One of these “guardians” is Bill Hale (Robert De Niro), a Machiavellian pretending to be Maecenas. De Niro lends an icy charm to a living embodiment of how white allyship can be used as a veil. The key to how Bill held those he claimed to serve in his thrall lies in the insidious force of his personality. Generosity has seldom had an uglier face. Bill is a vulturous landowner who persuades his white brethren to marry into the Osage tribe and lend a hand in their wives’ demise so their wealth could be passed on through inheritance. When Bill’s nephew Ernest (DiCaprio) returns home from the Great War, Bill gets Ernest a job as a chauffeur to wealthy heiress Mollie (Gladstone) to do the same. Mollie sees through Ernest's designs from a mile away, referring to him as a "coyote". Yet she falls for him. So does he for her. Only he loves money a lot more. The most crushing moments come when Mollie loses her siblings and family, one by one, and Ernest reassures his wife that she will be okay, that she is loved, even as he poisons her with tainted insulin shots. DiCaprio is suitably impish, creating an almost discomfiting comedy out of a man both wounded and empowered, suggestible and manipulative.

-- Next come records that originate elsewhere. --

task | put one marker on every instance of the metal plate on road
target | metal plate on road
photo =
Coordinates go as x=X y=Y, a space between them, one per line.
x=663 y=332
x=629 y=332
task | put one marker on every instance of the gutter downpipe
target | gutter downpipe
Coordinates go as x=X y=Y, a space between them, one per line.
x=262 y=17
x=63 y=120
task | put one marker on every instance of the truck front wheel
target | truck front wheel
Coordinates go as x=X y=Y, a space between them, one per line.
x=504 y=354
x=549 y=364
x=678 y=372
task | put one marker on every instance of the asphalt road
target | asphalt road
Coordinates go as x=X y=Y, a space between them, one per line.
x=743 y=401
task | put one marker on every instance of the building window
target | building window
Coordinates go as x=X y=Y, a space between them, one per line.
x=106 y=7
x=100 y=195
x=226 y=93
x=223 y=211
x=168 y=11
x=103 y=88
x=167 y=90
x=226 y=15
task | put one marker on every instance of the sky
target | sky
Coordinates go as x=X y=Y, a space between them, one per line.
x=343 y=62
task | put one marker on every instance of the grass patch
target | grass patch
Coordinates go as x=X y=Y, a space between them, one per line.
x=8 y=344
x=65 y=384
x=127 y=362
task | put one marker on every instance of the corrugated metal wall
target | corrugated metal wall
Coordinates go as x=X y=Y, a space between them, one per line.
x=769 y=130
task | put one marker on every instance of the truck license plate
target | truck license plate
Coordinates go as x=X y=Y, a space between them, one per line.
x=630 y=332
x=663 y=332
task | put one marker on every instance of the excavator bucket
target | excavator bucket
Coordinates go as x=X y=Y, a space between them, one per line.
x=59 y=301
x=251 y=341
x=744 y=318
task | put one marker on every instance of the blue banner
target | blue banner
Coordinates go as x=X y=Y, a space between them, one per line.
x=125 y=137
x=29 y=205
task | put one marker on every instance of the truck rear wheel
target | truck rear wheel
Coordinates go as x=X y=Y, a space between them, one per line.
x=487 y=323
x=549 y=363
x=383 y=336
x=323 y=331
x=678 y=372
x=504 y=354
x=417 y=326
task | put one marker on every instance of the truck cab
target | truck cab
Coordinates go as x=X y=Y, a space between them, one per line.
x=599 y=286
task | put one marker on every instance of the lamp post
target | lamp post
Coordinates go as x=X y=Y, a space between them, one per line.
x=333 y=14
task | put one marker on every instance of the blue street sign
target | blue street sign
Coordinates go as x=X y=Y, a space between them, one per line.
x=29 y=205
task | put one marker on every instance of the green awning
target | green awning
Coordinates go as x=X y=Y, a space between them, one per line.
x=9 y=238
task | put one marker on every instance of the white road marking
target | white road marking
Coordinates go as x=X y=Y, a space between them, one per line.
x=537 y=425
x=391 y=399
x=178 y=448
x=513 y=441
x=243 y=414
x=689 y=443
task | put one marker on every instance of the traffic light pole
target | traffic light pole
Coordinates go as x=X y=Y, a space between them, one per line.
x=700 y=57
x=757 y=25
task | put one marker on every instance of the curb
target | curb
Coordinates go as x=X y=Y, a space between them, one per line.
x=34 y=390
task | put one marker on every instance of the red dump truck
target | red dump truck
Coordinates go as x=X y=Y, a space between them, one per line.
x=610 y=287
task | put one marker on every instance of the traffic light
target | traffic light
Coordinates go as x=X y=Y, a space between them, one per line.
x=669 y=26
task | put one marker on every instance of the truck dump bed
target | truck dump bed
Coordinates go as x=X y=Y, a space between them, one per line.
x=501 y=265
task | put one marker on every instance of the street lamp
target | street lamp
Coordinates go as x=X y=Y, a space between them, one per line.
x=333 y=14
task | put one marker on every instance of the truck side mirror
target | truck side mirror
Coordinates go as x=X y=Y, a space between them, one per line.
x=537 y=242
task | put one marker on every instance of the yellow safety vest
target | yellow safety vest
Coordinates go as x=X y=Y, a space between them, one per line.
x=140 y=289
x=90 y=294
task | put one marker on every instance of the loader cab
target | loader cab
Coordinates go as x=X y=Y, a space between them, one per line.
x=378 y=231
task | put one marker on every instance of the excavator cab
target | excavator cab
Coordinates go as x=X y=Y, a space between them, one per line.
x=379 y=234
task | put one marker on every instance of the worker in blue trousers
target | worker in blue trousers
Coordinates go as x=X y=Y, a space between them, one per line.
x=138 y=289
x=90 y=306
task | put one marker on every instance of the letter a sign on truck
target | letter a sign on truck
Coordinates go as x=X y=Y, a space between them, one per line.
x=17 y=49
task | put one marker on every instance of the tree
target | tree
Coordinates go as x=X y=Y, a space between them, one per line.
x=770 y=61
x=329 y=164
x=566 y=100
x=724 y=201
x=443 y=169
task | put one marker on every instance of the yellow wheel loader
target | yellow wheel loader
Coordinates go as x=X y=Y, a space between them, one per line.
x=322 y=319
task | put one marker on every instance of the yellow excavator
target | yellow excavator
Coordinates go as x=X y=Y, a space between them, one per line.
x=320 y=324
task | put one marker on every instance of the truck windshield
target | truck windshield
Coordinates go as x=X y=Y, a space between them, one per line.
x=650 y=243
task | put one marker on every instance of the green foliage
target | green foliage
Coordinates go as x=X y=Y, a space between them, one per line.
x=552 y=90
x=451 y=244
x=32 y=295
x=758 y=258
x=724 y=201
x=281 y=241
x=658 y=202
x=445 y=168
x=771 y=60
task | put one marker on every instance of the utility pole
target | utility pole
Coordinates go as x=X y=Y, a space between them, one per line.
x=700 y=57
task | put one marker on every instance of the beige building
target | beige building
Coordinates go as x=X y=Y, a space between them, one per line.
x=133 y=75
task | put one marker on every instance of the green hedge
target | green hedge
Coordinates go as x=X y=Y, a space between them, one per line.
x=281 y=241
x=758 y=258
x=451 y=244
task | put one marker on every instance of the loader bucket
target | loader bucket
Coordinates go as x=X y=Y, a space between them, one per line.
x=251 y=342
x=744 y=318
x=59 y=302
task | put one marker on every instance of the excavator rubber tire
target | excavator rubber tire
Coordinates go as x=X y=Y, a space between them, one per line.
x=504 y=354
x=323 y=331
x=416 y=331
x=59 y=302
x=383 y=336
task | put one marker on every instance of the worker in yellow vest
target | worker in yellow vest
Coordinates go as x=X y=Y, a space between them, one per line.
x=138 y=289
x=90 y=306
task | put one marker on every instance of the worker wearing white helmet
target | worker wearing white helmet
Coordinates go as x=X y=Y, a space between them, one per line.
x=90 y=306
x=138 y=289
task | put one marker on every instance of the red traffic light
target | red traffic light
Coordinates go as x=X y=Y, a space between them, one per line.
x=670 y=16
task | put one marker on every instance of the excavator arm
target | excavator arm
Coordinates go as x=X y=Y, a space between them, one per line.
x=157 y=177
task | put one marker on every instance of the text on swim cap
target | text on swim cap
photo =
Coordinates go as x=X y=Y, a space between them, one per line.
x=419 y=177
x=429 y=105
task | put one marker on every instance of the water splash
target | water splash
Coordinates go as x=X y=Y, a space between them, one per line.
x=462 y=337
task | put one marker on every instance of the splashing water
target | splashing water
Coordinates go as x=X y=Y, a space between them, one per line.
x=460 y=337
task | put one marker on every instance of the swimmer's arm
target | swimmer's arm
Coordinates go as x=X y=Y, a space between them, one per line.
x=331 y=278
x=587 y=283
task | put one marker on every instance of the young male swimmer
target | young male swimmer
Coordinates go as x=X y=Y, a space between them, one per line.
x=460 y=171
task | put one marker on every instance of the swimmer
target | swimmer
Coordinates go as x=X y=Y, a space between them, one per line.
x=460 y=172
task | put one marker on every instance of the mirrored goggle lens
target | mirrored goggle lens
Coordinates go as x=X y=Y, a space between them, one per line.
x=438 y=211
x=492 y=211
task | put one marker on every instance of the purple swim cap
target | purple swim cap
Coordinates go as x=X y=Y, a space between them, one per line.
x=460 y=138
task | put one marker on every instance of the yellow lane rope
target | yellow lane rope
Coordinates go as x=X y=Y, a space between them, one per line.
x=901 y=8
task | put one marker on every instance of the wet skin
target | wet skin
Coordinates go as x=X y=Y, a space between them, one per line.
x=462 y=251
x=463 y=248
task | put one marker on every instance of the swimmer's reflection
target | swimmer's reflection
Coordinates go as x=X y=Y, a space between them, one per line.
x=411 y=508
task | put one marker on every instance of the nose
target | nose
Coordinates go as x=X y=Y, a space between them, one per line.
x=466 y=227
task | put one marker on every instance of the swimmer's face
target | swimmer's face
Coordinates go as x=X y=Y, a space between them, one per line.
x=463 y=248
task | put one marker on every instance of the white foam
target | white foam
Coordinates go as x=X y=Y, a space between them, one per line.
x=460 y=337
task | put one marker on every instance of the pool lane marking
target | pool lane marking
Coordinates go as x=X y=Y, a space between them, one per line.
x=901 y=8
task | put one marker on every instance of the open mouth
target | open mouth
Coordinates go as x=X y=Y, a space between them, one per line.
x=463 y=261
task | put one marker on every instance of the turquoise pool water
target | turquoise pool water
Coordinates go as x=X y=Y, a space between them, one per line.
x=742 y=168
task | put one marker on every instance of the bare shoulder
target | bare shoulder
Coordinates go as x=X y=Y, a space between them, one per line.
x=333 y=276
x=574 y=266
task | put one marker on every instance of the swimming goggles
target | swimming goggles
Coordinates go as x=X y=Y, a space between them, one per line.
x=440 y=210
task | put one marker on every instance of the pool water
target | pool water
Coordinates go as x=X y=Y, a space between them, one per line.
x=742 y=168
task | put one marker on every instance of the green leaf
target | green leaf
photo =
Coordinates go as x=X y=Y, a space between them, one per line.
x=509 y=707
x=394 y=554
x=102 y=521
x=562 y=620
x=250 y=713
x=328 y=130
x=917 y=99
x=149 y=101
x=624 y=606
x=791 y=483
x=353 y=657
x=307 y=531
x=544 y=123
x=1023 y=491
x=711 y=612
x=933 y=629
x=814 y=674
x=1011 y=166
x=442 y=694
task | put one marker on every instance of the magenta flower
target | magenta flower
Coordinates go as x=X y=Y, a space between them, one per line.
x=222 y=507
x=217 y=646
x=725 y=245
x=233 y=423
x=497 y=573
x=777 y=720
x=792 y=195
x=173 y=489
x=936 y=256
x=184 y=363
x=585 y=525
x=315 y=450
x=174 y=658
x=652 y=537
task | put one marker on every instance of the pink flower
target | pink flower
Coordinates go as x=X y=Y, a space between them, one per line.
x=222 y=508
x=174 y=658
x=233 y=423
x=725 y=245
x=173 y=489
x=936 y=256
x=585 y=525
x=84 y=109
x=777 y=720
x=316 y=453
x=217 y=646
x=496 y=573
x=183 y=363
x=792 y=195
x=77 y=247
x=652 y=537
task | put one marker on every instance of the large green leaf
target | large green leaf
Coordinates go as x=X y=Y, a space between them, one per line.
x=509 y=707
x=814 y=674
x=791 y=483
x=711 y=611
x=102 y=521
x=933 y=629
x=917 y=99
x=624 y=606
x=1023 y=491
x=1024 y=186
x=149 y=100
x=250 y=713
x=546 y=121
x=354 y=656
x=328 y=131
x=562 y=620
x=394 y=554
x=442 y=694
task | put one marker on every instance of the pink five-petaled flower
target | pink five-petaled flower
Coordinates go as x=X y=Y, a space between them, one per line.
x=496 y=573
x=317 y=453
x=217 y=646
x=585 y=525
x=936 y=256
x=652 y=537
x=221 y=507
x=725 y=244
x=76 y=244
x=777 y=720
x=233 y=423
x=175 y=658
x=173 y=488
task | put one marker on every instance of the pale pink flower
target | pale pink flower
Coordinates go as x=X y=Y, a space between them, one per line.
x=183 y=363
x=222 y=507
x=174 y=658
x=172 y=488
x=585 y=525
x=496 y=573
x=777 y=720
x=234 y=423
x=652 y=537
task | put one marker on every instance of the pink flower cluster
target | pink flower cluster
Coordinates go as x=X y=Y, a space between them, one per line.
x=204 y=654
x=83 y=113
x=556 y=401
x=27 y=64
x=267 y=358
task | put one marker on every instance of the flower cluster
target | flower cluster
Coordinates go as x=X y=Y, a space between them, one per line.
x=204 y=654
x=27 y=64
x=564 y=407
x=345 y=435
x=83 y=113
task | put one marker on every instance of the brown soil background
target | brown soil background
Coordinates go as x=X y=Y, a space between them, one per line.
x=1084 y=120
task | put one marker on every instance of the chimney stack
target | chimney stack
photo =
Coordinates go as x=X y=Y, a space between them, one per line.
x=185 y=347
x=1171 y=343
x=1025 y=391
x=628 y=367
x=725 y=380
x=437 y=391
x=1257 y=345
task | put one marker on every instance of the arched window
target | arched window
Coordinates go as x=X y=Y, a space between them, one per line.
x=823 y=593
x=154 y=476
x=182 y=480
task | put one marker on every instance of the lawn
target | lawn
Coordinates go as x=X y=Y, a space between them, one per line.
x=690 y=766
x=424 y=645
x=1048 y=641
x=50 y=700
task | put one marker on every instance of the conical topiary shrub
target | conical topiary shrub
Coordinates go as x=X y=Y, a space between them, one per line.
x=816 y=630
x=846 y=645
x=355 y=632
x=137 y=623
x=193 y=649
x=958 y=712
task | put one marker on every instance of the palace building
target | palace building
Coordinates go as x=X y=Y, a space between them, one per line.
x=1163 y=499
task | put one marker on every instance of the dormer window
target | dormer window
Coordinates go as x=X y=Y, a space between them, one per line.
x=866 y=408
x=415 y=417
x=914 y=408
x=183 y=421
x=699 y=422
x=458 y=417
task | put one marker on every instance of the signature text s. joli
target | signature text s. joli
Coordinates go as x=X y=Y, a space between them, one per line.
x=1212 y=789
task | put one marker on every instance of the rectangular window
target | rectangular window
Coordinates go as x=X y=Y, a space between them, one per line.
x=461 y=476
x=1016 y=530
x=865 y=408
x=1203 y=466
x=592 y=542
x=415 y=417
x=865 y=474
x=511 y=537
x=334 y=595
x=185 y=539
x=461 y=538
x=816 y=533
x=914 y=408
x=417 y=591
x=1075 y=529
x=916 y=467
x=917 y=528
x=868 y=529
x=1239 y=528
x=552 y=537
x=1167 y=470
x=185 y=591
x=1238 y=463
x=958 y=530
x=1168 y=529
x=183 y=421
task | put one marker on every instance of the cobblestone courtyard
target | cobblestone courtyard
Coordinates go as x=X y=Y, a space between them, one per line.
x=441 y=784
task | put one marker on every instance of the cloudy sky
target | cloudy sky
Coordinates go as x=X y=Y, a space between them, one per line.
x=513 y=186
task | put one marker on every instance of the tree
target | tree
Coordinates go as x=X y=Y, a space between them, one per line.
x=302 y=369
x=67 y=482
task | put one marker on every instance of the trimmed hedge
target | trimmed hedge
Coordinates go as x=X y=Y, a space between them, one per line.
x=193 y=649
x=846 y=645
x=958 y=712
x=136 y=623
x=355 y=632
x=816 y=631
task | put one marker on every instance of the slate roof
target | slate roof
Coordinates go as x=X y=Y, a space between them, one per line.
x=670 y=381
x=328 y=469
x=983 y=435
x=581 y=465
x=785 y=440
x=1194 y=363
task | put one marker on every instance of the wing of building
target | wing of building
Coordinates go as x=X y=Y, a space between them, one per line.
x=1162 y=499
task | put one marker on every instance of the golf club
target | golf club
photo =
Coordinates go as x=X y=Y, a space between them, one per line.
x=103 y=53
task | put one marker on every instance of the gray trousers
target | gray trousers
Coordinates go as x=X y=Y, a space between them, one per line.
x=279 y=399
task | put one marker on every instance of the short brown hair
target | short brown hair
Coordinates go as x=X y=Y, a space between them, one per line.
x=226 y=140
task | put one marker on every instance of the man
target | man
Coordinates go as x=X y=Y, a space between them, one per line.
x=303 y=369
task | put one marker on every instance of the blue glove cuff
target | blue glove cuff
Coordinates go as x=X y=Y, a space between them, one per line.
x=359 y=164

It isn’t DiCaprio or De Niro who give Scorsese’s saga its emotional pulse, but Gladstone. As the soul of the film, she exudes a careworn grace. When the camera lingers on Mollie’s face, we see in her eyes an internal civil war, the weight of agony and anger arching her back and close to cracking her voice. If Mollie refuses to believe that Ernest is part of the sinister conspiracy, it speaks to how her defence mechanisms are disarmed by the effortlessness the privilege of being white grants him. She sticks by him, her trust misplaced and misguided, believing this privilege will transfer to her and shelter her from the tragedy that befell her family and community. As she so often withdraws into a stoic silence, her words ring louder when she does speak up. In these moments, it feels like Gladstone, being an actor of Siksikaitsitapi and NiMíiPuu heritage, is channelling her own pain and strength.
Early in the courtship, a thunderstorm strikes when Ernest visits Mollie in her home. His instinct is to close the windows. Hers is to sit in silence and listen to the sounds. This difference in response establishes how the Native Americans had a reciprocal relationship with nature, while the white colonisers only saw it as something to be exploited for its resources. How Scorsese frames the scene — of a love not yet wholly corrupted by greed — is an example of how his interactions with the Osage community enriches his vision. Yet, as he suggests in the coda, history tends to distort. Time consigned the full horrors of the Osage killings to the shadows. The truth of what the tribal nation had endured was supplanted by a more sanitised myth of the heroic white man who led the investigation and helped launch the FBI. Scorsese puts himself in the film to challenge this cultural erasure, while recognising the limits of his own vision relative to Osage history. For all he has created is an abridged cultural memory. When most of us walk out of the theatre, we have the luxury to forget. The Osage don’t.